Summarize a data matrix

Description

Helper function to work in conjunction with GetMatrix or similar to obtain a summarized matrix.

Usage

Summarize(mat, summarize.mat)

Arguments

mat

the matrix to summarize

summarize.mat

the matrix defining how to summarize (see details)

Details

The summarize.mat can be obtained via GetSummarizeMatrix. If there are missing (NA) values in the matrix, they are imputed from the rest (average)

Value

the summarized matrix


Obtain the indices of the given genes

Description

Genes can be referred to by their names, symbols, row numbers in the gene table, or a logical vector referring to the gene table rows. This function accepts all these possibilities and returns the row number in the gene table for the given genes,

Usage

ToIndex(data, gene, regex = FALSE, remove.missing = TRUE, warn = TRUE)

Arguments

data

The grandR object

gene

A vector of genes. Can be either numeric indices, gene names, gene symbols or a logical vector

regex

Treat gene as a regex and return all that match

remove.missing

if TRUE, do not return missing genes (return NA otherwise)

warn

if TRUE emit a warning if not all genes are found

Value

Numeric indices corresponding to the given genes

See Also

GeneInfo

Examples

sars <- ReadGRAND(system.file("extdata", "sars.tsv.gz", package = "grandR"),
                  design=c("Cell",Design$dur.4sU,Design$Replicate))
ToIndex(sars,c("MYC"))
ToIndex(sars,GeneInfo(sars)$Symbol=="MYC")

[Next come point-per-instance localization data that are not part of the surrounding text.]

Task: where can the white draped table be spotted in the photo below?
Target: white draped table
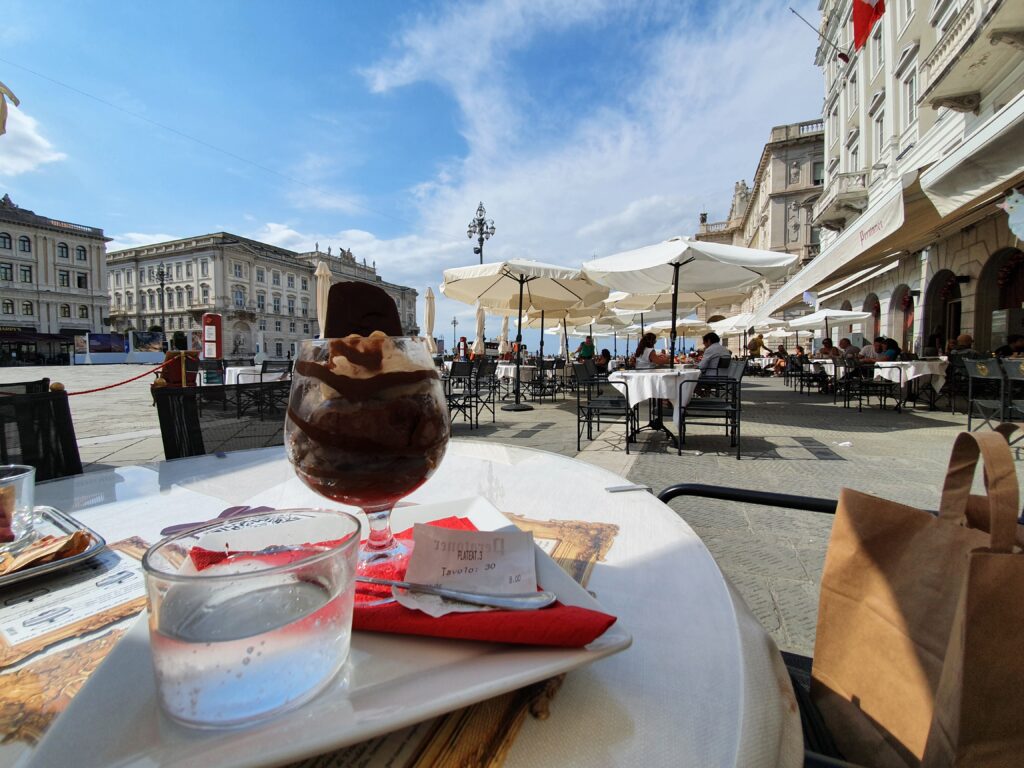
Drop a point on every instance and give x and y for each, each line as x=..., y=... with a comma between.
x=934, y=372
x=657, y=384
x=701, y=685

Transformations for PlotHeatmap

Description

Functions to perform transformations on the matrix used for PlotHeatmap.

Usage

Transform.no(label = " ")

Transform.Z(label = "z score", center = TRUE, scale = TRUE)

Transform.VST(label = "VST")

Transform.logFC(label = "log2 FC", LFC.fun = NULL, columns = NULL, ...)

Arguments

label

label that is used for the heatmap legend

center

perform centering when computing Z scores (see scale)

scale

perform scaling when computing Z scores (see scale)

LFC.fun

function to compute log fold changes (default: PsiLFC, other viable option: NormLFC)

columns

which columns (i.e. samples or cells) to use as reference when computing log fold changes (see details)

...

further parameters passed down to LFC.fun

Details

These functions should be used as transform parameter to PlotHeatmap. Available data transformations are

The label to be used in the heatmap legend can be changed by specifying the label parameter.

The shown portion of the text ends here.